Two company directors provided joint and several personal guarantees for up to US$5 million. As an incentive, GreenPower agreed to issue 2,016,129 non-transferable share purchase warrants with an exercise price of US$1.24 per share for 36 months and 403,225 common shares to one of the guarantors. These issuances are treated as related party transactions under MI 61-101 but rely on available exemptions, and all securities will be subject to a four-month-plus-one-day hold period.
GreenPower Motor Company Inc. reported that it has been awarded a strategic incentive package totaling $14.6 million from the State of New Mexico to support a new electric-vehicle manufacturing facility in Santa Teresa. The package includes a $5 million LEDA award, $4.6 million in job training incentive funds, $1.36 million in Rural Jobs Tax Credit and $3.65 million under the High-Wage Jobs Tax Credit program. GreenPower plans to open the plant in New Mexico, citing the state's EV ecosystem, Foreign Trade Zone designation and these incentives as key reasons, and the facility is expected to create 340 permanent jobs in Santa Teresa over the next decade. The company anticipates beginning operations at the facility in Q1 2026 and taking possession of the plant on June 1, 2026.
GreenPower Motor Company Inc. filed a Form 6-K as a foreign private issuer for January 2026. The company notes that Exhibit 99.1 submitted with this report is incorporated by reference into its existing shelf registration statement on Form F-3 (No. 333-276209) and its equity compensation registration statement on Form S-8 (No. 333-261422). This means the information in Exhibit 99.1 is now legally part of those registration statements for securities law purposes.

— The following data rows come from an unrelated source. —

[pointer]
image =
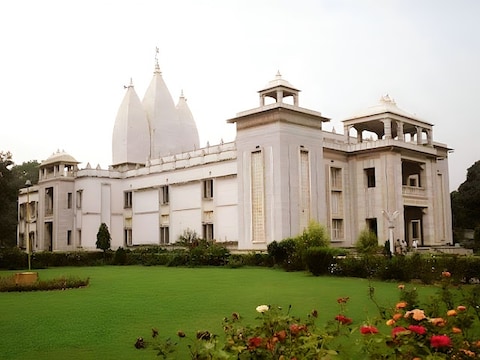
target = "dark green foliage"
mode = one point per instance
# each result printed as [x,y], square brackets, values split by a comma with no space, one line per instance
[120,257]
[319,259]
[12,258]
[466,200]
[367,242]
[7,284]
[103,238]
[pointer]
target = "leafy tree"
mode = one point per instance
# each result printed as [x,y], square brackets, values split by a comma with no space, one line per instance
[466,200]
[103,237]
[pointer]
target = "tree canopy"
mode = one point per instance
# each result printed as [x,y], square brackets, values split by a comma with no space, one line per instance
[466,200]
[12,178]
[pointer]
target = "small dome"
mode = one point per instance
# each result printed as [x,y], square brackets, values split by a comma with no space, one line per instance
[60,157]
[278,81]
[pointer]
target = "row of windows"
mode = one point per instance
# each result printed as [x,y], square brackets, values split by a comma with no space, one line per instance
[207,234]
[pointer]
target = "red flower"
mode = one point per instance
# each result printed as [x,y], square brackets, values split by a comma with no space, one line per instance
[368,329]
[295,328]
[342,319]
[254,342]
[438,341]
[397,330]
[420,330]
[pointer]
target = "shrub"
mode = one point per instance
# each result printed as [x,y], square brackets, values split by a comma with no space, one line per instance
[320,259]
[367,242]
[7,284]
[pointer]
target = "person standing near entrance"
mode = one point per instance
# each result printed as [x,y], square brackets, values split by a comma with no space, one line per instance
[414,245]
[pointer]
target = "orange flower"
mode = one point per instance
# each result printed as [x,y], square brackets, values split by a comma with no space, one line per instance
[390,322]
[437,321]
[397,316]
[401,305]
[452,313]
[417,314]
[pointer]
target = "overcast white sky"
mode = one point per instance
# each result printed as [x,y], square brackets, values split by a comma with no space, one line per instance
[63,65]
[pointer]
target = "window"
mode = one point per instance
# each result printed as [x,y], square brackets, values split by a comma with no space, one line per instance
[208,189]
[336,178]
[128,237]
[164,235]
[370,173]
[164,198]
[127,199]
[79,199]
[208,231]
[337,229]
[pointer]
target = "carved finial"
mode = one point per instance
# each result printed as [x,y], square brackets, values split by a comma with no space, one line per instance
[157,66]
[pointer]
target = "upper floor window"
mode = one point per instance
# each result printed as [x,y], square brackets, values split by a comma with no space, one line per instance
[336,178]
[79,199]
[164,196]
[370,174]
[208,189]
[127,199]
[69,200]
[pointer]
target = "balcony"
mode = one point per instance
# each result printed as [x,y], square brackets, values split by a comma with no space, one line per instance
[414,196]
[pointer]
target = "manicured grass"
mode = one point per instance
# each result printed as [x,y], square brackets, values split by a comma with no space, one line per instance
[103,320]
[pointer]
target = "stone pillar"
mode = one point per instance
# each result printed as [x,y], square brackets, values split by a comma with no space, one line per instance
[387,128]
[419,135]
[279,96]
[401,135]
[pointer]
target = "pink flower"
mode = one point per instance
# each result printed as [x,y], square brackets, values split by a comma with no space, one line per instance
[342,319]
[437,341]
[397,330]
[420,330]
[368,329]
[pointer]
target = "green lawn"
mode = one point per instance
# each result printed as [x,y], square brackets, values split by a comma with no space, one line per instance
[103,320]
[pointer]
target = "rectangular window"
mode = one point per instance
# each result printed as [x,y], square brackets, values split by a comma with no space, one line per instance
[370,174]
[208,232]
[79,199]
[337,229]
[336,178]
[127,199]
[49,201]
[128,237]
[164,235]
[258,197]
[208,189]
[164,198]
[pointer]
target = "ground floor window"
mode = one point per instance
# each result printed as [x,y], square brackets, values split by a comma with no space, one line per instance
[208,231]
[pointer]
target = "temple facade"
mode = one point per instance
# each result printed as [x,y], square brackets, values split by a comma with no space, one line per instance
[385,172]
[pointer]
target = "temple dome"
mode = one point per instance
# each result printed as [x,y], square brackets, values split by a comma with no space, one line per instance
[131,133]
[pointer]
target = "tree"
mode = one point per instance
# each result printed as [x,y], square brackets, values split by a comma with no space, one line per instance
[8,204]
[103,237]
[466,200]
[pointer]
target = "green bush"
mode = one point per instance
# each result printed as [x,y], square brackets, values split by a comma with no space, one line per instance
[13,258]
[7,284]
[319,260]
[367,242]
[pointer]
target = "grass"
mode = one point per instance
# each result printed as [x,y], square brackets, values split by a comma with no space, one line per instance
[103,320]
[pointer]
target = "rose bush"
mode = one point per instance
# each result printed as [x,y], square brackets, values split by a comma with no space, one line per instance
[407,330]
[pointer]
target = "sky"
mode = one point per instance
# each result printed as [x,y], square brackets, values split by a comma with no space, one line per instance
[64,65]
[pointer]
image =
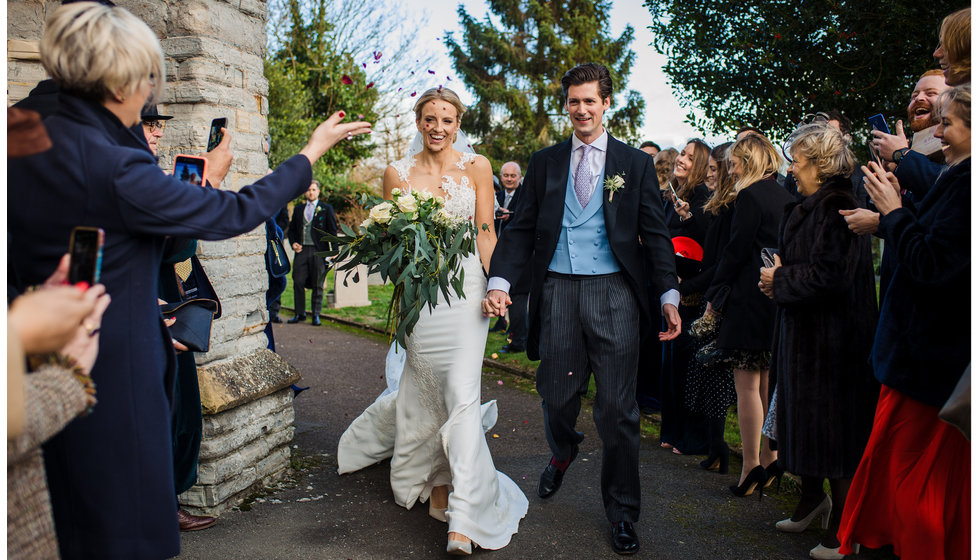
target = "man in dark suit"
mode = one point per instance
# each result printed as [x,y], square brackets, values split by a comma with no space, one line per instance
[310,269]
[590,212]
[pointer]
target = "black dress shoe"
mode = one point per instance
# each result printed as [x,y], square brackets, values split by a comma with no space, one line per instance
[552,476]
[624,538]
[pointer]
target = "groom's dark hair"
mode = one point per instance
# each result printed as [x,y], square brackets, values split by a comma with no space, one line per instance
[585,73]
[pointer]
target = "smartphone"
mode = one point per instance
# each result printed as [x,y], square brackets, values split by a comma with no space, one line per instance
[190,168]
[85,248]
[769,257]
[215,136]
[878,123]
[874,155]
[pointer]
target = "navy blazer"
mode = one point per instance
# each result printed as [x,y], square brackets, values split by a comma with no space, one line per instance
[634,214]
[111,473]
[922,344]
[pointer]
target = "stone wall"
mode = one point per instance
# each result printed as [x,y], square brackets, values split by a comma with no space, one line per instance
[214,51]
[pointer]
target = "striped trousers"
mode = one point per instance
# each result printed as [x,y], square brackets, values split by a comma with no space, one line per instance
[590,327]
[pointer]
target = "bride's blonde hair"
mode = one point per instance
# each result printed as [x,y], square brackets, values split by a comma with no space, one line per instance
[441,93]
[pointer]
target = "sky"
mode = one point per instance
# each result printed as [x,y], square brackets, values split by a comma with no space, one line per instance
[664,118]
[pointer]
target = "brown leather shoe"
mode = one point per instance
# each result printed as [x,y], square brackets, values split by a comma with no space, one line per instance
[189,522]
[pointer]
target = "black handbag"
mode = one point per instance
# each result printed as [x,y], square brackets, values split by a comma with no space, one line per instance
[193,325]
[275,257]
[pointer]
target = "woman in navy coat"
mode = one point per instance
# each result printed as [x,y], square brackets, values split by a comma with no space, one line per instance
[111,473]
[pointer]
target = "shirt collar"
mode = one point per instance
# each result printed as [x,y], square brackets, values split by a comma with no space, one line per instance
[599,143]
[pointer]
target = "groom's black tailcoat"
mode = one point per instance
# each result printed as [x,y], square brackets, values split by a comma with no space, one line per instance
[635,227]
[584,326]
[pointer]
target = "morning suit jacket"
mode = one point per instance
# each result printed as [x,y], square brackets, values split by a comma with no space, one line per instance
[635,212]
[111,473]
[324,220]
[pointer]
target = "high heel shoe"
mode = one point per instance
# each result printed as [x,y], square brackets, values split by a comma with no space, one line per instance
[717,462]
[823,509]
[774,473]
[438,514]
[755,478]
[459,548]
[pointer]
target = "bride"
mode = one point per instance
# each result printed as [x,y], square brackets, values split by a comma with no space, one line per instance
[430,422]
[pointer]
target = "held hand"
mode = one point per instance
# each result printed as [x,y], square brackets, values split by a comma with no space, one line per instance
[46,320]
[495,303]
[883,187]
[331,131]
[219,160]
[886,144]
[673,323]
[860,220]
[84,347]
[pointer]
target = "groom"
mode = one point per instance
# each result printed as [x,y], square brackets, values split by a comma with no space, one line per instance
[593,250]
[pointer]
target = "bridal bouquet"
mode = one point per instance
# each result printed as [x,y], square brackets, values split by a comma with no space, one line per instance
[412,242]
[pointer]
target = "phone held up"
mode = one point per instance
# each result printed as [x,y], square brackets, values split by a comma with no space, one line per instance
[86,255]
[215,136]
[190,168]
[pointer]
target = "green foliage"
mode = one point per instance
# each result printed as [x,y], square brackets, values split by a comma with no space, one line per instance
[411,242]
[307,70]
[768,62]
[514,66]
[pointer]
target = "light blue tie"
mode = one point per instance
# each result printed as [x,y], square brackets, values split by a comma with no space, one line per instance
[583,177]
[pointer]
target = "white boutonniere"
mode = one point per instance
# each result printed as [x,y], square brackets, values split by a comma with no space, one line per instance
[613,184]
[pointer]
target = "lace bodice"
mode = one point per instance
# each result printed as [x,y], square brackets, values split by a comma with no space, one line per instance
[460,200]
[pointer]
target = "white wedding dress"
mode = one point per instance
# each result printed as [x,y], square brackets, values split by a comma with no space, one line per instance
[430,422]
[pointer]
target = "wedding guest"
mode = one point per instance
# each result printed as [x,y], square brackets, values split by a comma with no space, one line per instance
[912,487]
[680,429]
[664,166]
[748,315]
[824,288]
[710,390]
[107,65]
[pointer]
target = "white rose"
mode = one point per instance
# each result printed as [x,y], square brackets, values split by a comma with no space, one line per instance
[408,205]
[381,213]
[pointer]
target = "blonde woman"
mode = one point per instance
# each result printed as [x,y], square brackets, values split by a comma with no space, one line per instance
[438,450]
[111,473]
[748,315]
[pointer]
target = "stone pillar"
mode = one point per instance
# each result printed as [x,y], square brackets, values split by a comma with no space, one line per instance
[214,53]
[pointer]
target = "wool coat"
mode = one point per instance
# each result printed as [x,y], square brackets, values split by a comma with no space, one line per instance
[825,323]
[922,344]
[111,473]
[748,315]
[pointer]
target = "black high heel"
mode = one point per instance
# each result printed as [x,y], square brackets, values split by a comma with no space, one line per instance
[756,478]
[774,473]
[717,461]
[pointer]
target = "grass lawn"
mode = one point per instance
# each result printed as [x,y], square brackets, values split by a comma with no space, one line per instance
[374,315]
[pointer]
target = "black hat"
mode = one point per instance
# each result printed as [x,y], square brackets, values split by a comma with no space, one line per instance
[150,113]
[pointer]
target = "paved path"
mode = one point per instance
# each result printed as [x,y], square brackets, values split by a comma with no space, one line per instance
[688,513]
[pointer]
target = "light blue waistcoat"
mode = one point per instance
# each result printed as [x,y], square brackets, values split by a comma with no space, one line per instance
[583,247]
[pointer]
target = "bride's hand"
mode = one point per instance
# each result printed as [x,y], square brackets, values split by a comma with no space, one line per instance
[330,132]
[495,304]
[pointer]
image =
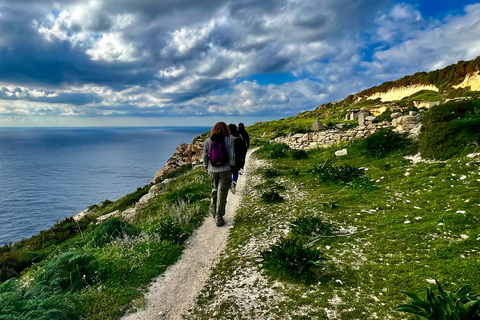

GreenPower Motor Company Inc. filed a Form 6-K highlighting an agreement with the New Mexico Economic Development Department to establish a new advanced electric vehicle manufacturing facility in Santa Teresa, New Mexico. The 135,000 sq. ft. site will serve as GreenPower’s base for North American operations and its U.S. corporate headquarters.
The project is estimated to create more than 340 jobs and generate over $200 million in economic impact for New Mexico over the next decade. To support the investment, the company is slated to receive a $5 million LEDA award, $4.6 million in Job Training Incentive Program funds, a $1.36 million Rural Jobs Tax Credit and $3.65 million under the state’s High-Wage Jobs Tax Credit program.
State leaders emphasize that the facility and related incentives align with New Mexico’s clean energy and net-zero emission goals, while GreenPower plans to supply a range of all-electric, zero-emission commercial vehicles and school buses from this new hub.
GreenPower Motor Company Inc. filed a Form 6-K as a foreign private issuer for November 2025. The filing submits Exhibit 99.1 and makes it part of the company’s existing registration statements on Form F-3 (No. 333-276209) and Form S-8 (No. 333-261422) by incorporation by reference from the date of this report. The report is signed on behalf of the company by Chief Financial Officer Michael Sieffert.
GreenPower Motor Company Inc. (GP) launched a primary offering of 754 Series A Convertible Preferred Shares at $950 each for gross proceeds of $716,300. This prospectus supplement also covers up to 523,611 common shares issuable upon conversion of those preferred shares.
The preferred shares carry a 9% per annum dividend (payable in shares under certain conditions) and are convertible at a price set at 125% of the prior-day close; as of the date here, the Conversion Price is $1.975 with a 4.99% beneficial ownership cap. The company estimates ~$650,000 in net proceeds, earmarked for all‑electric vehicle production, working capital, and general corporate purposes. GreenPower may redeem all preferred at 125% of the greater of the Conversion Amount or a market-based formula, and must redeem upon certain triggering events. Digital Offering LLC acted as placement agent (5% fee).